Piccole imprese, grandi prospettive

di Dino Perrone


 


 


I ricorrenti affanni dei grandi gruppi industriali italiani dimostrano come sia necessario avviare politiche di sostegno alle piccole e medie imprese, capaci di tenere insieme la nostra economia.


 


Cari associati,


le recenti vicende di Telecom e dell’Alitalia dimostrano come, dinanzi alle ricorrenti crisi del nostro sistema industriale, si avverta in maniera sempre più evidente la mancanza di una riflessione approfondita su quale sia, oggi in Italia, il significato ed il senso del lavoro.


A questa riflessione sfuggono anzitutto le forze politiche, impegnate in progetti di ingegneria elettorale sempre più raffinati quanto distanti dal vissuto quotidiano dei cittadini. Ma vi si sottraggono anche gli stessi sindacati, arroccati in una posizione meramente difensiva, a tutela dell’esistente, che nel lungo periodo compromette però seriamente la loro capacità di porsi come interlocutori per un discorso di prospettiva.


Eppure, forse mai come oggi è necessario un ripensamento radicalmente critico su modelli, comportamenti ed aspettative che hanno caratterizzato sin qui l’evolversi del sistema produttivo italiano.


Stiamo vivendo l’epoca che segna il passaggio dal lavoro dipendente a tempo indeterminato ad un percorso lavorativo più articolato nel tempo. Stiamo vivendo il passaggio da un mondo del lavoro compatto ad un universo di lavori, tra loro differenti ed a volte radicalmente distanti.


Prima si inseguiva il posto fisso, nella prospettiva di una certezza occupazionale protratta nel tempo, sino all’approdo pensionistico. Oggi questo che era uno schema anche mentale è definitivamente saltato. Oggi si inseguono più lavori. Oggi la flessibilità è richiesta anzitutto nell’approccio culturale alle questioni connesse al sistema produttivo.


In questa situazione occorrono strumenti legislativi più al passo con i tempi. Occorrono incentivi, tutele e garanzie. Occorrono diritti sociali più incisivi.

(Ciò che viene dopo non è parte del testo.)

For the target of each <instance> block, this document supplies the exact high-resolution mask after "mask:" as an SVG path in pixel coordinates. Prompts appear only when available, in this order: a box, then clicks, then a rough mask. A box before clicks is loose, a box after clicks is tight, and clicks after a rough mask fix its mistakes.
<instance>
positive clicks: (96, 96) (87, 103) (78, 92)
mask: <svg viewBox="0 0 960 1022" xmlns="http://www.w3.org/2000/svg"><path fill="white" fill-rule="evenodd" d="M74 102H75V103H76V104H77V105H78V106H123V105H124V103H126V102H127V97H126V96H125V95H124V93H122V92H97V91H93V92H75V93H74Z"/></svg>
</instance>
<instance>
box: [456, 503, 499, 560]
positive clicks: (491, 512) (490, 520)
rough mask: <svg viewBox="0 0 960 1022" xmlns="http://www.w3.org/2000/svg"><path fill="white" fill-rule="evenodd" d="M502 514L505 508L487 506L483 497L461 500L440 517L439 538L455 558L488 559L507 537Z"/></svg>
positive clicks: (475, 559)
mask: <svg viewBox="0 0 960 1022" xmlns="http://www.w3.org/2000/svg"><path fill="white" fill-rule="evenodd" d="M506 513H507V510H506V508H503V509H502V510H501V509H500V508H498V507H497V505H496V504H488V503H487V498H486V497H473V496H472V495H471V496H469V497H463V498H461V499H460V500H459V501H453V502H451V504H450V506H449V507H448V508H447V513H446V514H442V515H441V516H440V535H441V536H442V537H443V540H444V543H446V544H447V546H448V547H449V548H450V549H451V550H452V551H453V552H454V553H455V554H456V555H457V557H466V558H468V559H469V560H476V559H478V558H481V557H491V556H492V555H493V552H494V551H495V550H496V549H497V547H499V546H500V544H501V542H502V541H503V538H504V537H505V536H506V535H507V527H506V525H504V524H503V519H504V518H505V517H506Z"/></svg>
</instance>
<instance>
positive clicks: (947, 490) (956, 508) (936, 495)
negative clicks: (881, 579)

Proprio gli affanni ricorrenti dei grandi gruppi industriali italiani, con il rischio più che concreto che aziende che portano in giro per il mondo il marchio italiano finiscano in mani straniere, ci inducono a ribadire la necessità di dare nuovo slancio e vigore alle piccole e medie imprese. A quel reticolo produttivo capace di far correre la nostra economia.


A cominciare dalle botteghe artigiane. Quelle botteghe che hanno certificato la nascita della nostra associazione. Quelle botteghe che la nostra associazione non intende abbandonare.


Invece l’attenzione del mondo politico italiano continua, in troppi casi, ad essere sbilanciata in favore della grande impresa, dei grandi gruppi, delle famiglie industriali.


Con la conseguenza di assistere ad un approccio unidimensionale alle questioni del lavoro che non è più in grado, da tempo, di contenere l’intera realtà produttiva italiana.


Una realtà che poggia larga parte delle sue fortune, invece, proprio sulla piccola e media impresa. L’unica in grado di assicurare una crescita costante al riparo da crisi strutturali.


Senza dimenticare inoltre, come sottolinea la dottrina sociale della Chiesa, che il lavoro nelle piccole e  medie imprese, il lavoro artigianale ed il lavoro indipendente possono costituire una occasione per rendere più umano il vissuto lavorativo, sia per la possibilità di stabilire relazioni interpersonali più approfondite, sia per le opportunità offerte da una maggiore iniziativa e imprenditorialità.


Aspetti, questi ultimi, che non possono non stare a cuore a quanti intendono il lavoro non in termini meramente meccanicistici, ma soprattutto come espressione della creatività, dell’umanità, della crescita morale e materiale dell’uomo lavoratore.


Questa è la dimensione soggettiva del lavoro, alla quale la dottrina sociale della Chiesa ha sempre posto la massima attenzione. Nel Catechismo della Chiesa cattolica si afferma significativamente che il lavoro umano ‘proviene immediatamente da persone create ad immagine di Dio e chiamate a prolungare, le une con e per le altre, l’opera della creazione sottomettendo la terra’.


Tutto questo rappresenta appunto il rifiuto di interpretazioni di tipo meccanicistico ed economicistico dell’attività produttiva che sono invece prevalenti in certe ideologie che hanno caratterizzato il secolo da poco trascorso.


Ideologie inadeguate a cogliere la fondamentale verità in base alla quale ogni uomo ha bisogni certamente non limitati al solo ‘avere’. La Chiesa sottolinea come ‘la persona umana affronta l’avventura della trasformazione delle cose mediante il suo lavoro per soddisfare necessità e bisogni anzitutto materiali, ma seguendo un impulso che lo spinge sempre oltre i risultati conseguiti, alla ricerca di ciò che può corrispondere più profondamente alle sue ineliminabili esigenze interiori’.


Ciò che appunto manca, oggi, nel lavoro in Italia è proprio l’attenzione alle esigenze interiori della persona umana.


Riflettere allora sul senso del lavoro, sul suo significato ultimo, sulla sua necessarietà, vuol dire porre le premesse per la costruzione di una società realmente più giusta, più vicina all’uomo lavoratore, più attenta ai suoi bisogni materiali ed immateriali.


E’ questo il tipo di società al quale, da sempre, guarda il nostro artigianato.